Above all, that would be a CEO who dwells at least as much on ethics as much as he or she does on compliance. Indeed, a good CEO should spend more time thinking about ethics, since compliance isn’t his or her job.
A company that flouts compliance obligations risks real penalties: fines, monitors, litigation, and the like. A company that flouts ethics, on the other hand—well, that behavior often brings no tangible consequence. Legal but unscrupulous business practices, or jerks who treat employees and customers rudely: they happen all the time. Seldom do they carry the same immediate threat of financial pain that can focus the C-suite’s attention like poor compliance does.
Good ethical conduct, in contrast, is demonstrated by following your core values, by “doing the right thing,” even at the expense of the company’s own advantage—and especially when nobody is watching.
I’m hard-pressed to imagine a CEO who would care about ethics to that level, and still prefer an ethics & compliance function subordinate to other interests. Even if the compliance officer’s exact title seems limited, the crucial elements for autonomy are your freedom to speak to senior executives about ethics and compliance; and their willingness to listen.
A CEO eager to talk about good business practices is going to fulfill those two requirements for autonomy.
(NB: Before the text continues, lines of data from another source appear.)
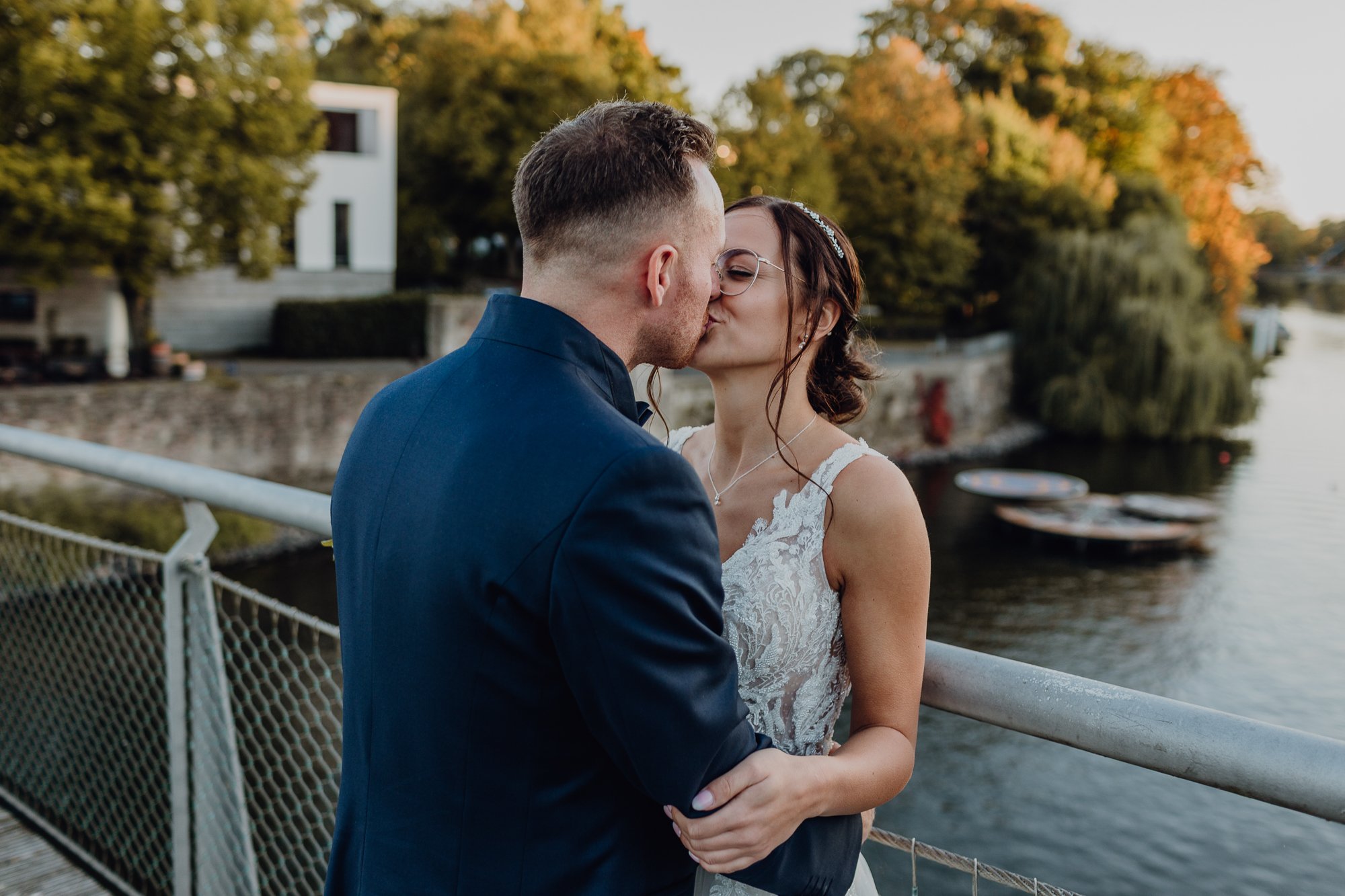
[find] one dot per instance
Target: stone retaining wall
(290, 421)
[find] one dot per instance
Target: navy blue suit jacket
(531, 615)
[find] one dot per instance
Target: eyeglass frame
(719, 271)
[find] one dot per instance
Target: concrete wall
(290, 425)
(213, 311)
(290, 420)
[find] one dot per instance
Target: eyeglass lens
(738, 271)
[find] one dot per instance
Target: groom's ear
(658, 278)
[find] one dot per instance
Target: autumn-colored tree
(1208, 158)
(774, 135)
(1035, 178)
(987, 46)
(1286, 243)
(142, 139)
(905, 167)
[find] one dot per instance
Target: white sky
(1282, 65)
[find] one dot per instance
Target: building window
(342, 131)
(18, 304)
(287, 243)
(342, 235)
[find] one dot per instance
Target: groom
(529, 583)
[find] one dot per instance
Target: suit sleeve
(637, 620)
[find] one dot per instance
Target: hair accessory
(827, 228)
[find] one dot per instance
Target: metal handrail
(272, 501)
(1265, 762)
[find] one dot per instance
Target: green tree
(1116, 112)
(1035, 179)
(774, 132)
(146, 138)
(1117, 338)
(905, 169)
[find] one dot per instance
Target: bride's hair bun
(824, 259)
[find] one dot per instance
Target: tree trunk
(138, 315)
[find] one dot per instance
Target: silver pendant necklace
(719, 494)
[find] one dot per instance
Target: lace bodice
(782, 616)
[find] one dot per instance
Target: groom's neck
(595, 309)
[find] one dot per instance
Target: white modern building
(345, 247)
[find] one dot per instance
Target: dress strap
(840, 459)
(679, 436)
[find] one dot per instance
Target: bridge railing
(181, 732)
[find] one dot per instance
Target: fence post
(201, 532)
(225, 858)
Once he or she sets that tone, the other senior executives will follow.
The U.S. Sentencing Guidelines allude to that idea in their prescription for an effective compliance program. They never specify that a compliance officer must report directly to CEO, although clearly that’s the ideal. They only say that the person responsible for daily oversight of compliance “shall report periodically to high-level personnel and, as appropriate, to the governing authority.”
You can report directly to a CEO who says, “Just tell me the minimum requirement to make compliance go away.” That does you no good. Even if you don’t report to the general counsel or some other high-level executive in that organization, those people won’t have any interest in cooperating with you. That’s not autonomy, as much as it’s isolation.
A CEO who respects the compliance function, who lets it speak and tells others that they should listen to it—that is the in-house manifestation of the Sentencing Guidelines’ principles. That’s what you need to look for in your company’s senior leadership. That gives you the freedom to act in theory, and a path to act in practice. Then you’re going places.